I have a data frame of household members containing 3 integer columns, 'hid', 'sub', and 'age'. I'd like to create a new logical variable in the data frame called 'hh' representing the household head, defined as follows:
There must be 1 and only 1 household head per household.

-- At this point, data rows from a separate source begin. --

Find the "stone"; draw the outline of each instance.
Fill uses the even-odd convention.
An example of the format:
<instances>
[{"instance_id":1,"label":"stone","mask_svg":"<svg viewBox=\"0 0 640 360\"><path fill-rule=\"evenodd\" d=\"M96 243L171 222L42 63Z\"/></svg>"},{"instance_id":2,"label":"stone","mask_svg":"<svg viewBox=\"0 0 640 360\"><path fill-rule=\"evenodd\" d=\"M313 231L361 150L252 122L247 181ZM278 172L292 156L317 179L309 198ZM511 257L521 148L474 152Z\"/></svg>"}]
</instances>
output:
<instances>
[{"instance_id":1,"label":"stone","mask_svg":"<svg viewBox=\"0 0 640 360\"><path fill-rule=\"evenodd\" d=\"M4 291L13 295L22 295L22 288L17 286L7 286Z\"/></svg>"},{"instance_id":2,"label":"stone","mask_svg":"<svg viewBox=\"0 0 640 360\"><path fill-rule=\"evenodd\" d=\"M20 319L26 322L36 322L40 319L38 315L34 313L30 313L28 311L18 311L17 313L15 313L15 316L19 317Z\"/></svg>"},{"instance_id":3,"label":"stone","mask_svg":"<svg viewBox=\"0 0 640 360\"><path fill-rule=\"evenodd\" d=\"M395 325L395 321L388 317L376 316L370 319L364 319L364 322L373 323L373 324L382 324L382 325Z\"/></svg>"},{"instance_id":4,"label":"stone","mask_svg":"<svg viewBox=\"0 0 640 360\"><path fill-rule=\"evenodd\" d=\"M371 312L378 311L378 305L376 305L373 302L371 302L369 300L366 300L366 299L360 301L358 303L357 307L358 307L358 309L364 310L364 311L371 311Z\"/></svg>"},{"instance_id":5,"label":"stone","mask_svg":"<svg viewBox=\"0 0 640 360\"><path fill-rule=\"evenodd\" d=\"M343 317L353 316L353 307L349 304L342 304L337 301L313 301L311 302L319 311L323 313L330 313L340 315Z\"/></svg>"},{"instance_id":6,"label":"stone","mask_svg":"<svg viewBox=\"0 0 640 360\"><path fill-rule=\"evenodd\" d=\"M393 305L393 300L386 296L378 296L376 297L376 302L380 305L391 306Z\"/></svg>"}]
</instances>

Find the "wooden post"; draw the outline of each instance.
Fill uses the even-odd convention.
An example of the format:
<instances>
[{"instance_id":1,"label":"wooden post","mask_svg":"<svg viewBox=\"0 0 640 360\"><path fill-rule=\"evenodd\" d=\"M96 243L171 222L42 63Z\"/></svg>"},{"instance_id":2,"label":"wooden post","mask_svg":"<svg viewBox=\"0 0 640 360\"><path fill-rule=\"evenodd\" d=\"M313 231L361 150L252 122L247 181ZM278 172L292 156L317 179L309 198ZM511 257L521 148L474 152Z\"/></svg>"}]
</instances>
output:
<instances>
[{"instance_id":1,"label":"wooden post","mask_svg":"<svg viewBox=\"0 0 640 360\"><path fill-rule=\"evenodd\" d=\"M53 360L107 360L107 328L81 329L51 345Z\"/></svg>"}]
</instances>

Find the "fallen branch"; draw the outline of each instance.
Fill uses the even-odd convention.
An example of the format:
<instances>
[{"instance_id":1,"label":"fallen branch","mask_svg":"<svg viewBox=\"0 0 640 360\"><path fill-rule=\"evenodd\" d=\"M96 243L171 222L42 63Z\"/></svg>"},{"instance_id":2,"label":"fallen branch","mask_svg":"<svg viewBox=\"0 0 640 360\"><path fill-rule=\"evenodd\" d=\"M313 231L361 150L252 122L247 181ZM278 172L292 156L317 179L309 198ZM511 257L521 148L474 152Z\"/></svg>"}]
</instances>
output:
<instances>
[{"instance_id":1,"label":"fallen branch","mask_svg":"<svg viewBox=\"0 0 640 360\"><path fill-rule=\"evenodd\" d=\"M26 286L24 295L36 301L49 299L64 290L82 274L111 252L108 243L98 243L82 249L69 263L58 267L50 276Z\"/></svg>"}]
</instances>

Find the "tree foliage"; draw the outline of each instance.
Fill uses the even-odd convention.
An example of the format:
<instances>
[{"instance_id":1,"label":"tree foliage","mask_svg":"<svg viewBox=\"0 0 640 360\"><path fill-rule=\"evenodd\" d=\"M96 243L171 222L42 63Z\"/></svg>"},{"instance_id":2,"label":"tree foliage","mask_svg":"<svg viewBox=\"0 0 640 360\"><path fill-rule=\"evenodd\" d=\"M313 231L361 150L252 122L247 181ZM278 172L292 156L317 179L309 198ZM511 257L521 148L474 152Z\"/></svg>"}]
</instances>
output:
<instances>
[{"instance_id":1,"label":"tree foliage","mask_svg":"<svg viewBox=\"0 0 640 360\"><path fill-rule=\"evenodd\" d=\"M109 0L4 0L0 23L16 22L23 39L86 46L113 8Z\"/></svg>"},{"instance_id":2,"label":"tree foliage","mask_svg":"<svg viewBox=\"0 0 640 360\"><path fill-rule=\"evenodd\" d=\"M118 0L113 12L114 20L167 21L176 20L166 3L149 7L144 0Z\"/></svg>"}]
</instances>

My data looks something like this:
# A tibble: 10 x 3
hid sub age
<dbl> <dbl> <dbl>
1 1 1 75
2 1 2 55
3 2 1 35
4 3 1 69
5 3 2 72
6 4 1 69
7 5 1 15
8 5 2 17
9 5 3 42
10 6 1 72
And I'd like the result to be like this:
> result
# A tibble: 10 x 4
hid sub age hh
<dbl> <dbl> <dbl> <lgl>
1 1 1 75 FALSE # Not 18-65 & there is another aged 18-65 within this household.
2 1 2 55 TRUE # Aged 18-65 and the smallest sub id within this household.
3 2 1 35 TRUE # Only 1 in this household.
4 3 1 69 TRUE # Not aged 18-65, but no other member is and smallest sub id.
5 3 2 72 FALSE # Not aged 18-65, and not the smallest sub id.
6 4 1 69 TRUE # Only 1 in this household.
7 5 1 15 FALSE # Not aged 18-65 and others in this household qualify.
8 5 2 17 FALSE # Not aged 18-65 and others in this household qualify.
9 5 3 42 TRUE # Aged 18-65 and the smallest sub id among those aged 18-65 within this household.
10 5 4 62 FALSE # Aged 18-65 but not the smallest sub id among those aged 18-65 within this household.
Thank you!
d <- structure(list(hid = c(1, 1, 2, 3, 3, 4, 5, 5, 5, 5),
sub = c(1, 2, 1, 1, 2, 1, 1, 2, 3, 4),
age = c(75, 55, 35, 69, 72, 69, 15, 17, 42, 62)),
row.names = c(NA, -10L), class = c("tbl_df", "tbl", "data.frame"))
You can arrange
the data in such a way that the first row of each group is the hh
value you are looking for.
library(dplyr)
d %>%
arrange(hid, !between(age, 18, 65), sub) %>%
mutate(hh = !duplicated(hid))
# hid sub age hh
# <dbl> <dbl> <dbl> <lgl>
# 1 1 2 55 TRUE
# 2 1 1 75 FALSE
# 3 2 1 35 TRUE
# 4 3 1 69 TRUE
# 5 3 2 72 FALSE
# 6 4 1 69 TRUE
# 7 5 3 42 TRUE
# 8 5 4 62 FALSE
# 9 5 1 15 FALSE
#10 5 2 17 FALSE
!between(age, 18, 65)
would arrange the data keeping the individuals aged 18-65 first before others who are outside the range.